「貴様、左近の部下ならば賭博などさせぬよう、しっかりと監視をするなり何なりしておけ。」



私の事を見つけるなり、三成様は睨みながら言った。私はといえば、まさか覚えられているとは思わず、口をぽかんと大きく開けて驚いた。初めての接触が軽いお咎めだった訳だけれども。唖然とする私を余所に、三成様は苛立ちを隠そうともせず眉間に皺を寄せる。そこでようやく曖昧ながらも返事だけはしておいた。返事を聞いた三成様は早々に背を向けて去って行き、それを見計らったかのように、ぼろぼろの左近さんが私に手当を求めて来た。二人の様子から、三成様は左近さんをお説教した後、直ぐに私に出会したから機嫌があまり宜しくなかったのかもしれない。いや、常時あの調子なのかもしれないが。



「左近さんいい加減博打止めてくださいよ。とうとう、今日私が三成様に怒られちゃいましたよ。」
「マジ?名前って、確か今迄三成様と面識なかったよな?三成様超カッケーっしょ!」
「そういう問題じゃないです。あと、カッケーっていうか怖かったです。」
「まっ、三成様の格好良さは戦場に出ると分かるっつーか「話逸らしても無駄ですよ。」」



あまり、博打に関してはとやかく言ってこなかった。個人の自由だし、私は一応左近さんの部下だし、私生活の部分に干渉していられる程、私だって暇じゃない。勿論、三成様はそれがお気に召さず、豊臣の為に働け、と怒っていたのも知っている。それでも、左近さんは三成様の目を掻い潜って博打をしに行くし、私はそれで構わないと思っていた。だが、三成様に私が怒られるとなれば話は別だ。自分に被害が被る以上、咎めない訳にはいかない。現金かもしれないが、私だって自分が可愛い。今後、三成様に怒られるのはご免である。

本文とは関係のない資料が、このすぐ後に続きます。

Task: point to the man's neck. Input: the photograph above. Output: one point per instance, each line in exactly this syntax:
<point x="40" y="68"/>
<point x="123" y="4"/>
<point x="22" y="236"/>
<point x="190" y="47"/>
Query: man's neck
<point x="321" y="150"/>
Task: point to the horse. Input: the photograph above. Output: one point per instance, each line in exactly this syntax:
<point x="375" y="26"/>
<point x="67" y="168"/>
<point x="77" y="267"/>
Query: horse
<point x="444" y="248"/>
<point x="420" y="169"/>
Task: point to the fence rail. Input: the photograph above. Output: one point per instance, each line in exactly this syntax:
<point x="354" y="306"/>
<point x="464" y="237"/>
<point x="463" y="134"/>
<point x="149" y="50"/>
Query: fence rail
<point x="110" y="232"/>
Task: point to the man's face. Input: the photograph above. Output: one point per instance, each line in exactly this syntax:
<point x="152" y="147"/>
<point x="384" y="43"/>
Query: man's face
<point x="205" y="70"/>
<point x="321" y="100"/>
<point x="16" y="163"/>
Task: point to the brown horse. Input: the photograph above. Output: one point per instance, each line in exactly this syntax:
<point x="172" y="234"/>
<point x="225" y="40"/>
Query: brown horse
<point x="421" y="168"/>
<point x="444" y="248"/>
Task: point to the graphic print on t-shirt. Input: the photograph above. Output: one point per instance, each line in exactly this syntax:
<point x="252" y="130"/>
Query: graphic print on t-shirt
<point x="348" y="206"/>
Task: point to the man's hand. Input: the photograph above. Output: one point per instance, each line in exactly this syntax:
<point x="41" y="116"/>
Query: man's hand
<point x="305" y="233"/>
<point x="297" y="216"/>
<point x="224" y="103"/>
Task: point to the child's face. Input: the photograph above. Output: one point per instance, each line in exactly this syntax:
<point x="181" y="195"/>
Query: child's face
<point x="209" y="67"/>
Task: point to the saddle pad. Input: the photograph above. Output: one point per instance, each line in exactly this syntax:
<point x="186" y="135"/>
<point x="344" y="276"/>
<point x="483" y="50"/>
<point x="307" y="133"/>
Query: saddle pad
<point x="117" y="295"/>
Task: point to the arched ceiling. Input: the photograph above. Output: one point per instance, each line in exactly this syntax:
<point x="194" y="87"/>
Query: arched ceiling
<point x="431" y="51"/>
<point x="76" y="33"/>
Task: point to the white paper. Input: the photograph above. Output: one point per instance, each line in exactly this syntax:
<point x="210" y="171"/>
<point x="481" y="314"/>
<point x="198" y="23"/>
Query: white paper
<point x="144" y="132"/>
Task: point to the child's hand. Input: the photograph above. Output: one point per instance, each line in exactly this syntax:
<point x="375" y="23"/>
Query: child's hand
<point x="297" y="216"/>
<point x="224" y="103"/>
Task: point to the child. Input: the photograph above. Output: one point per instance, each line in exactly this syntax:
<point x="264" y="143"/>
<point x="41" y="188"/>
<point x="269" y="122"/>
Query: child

「俺、博打がないと生きて行けねーっての。止めるなんて無理っしょ!」
「せめて三成様にばれないように、短時間で済ませるとか……。」
「うーん、賭けしてっと時間忘れちまうんだよなぁ。」
「じゃあ、三成様にばれないように、夜に行くとか。」
「夜は刑部さんの監視がさ。」
「何をしている。」



気付けば一緒になって、如何に三成様にばれずに博打をしに行くか、なんて真剣に考えていたのが悪かったのだろうか。ゆらりと背後に立つ人物は物騒な程に恐ろしい形相をしていた。思わず、視線を左近さんに向けると、目が合う。その目が危険である事を告げていて、もう三成様を直視するなんてできっこない。



「豊臣の為ならいざ知らず、そのような腑抜けた事に現を抜かすなど、許しはしない!!!」



瞬時に抜かれる刀に私と左近さんは同時に逃げ出した。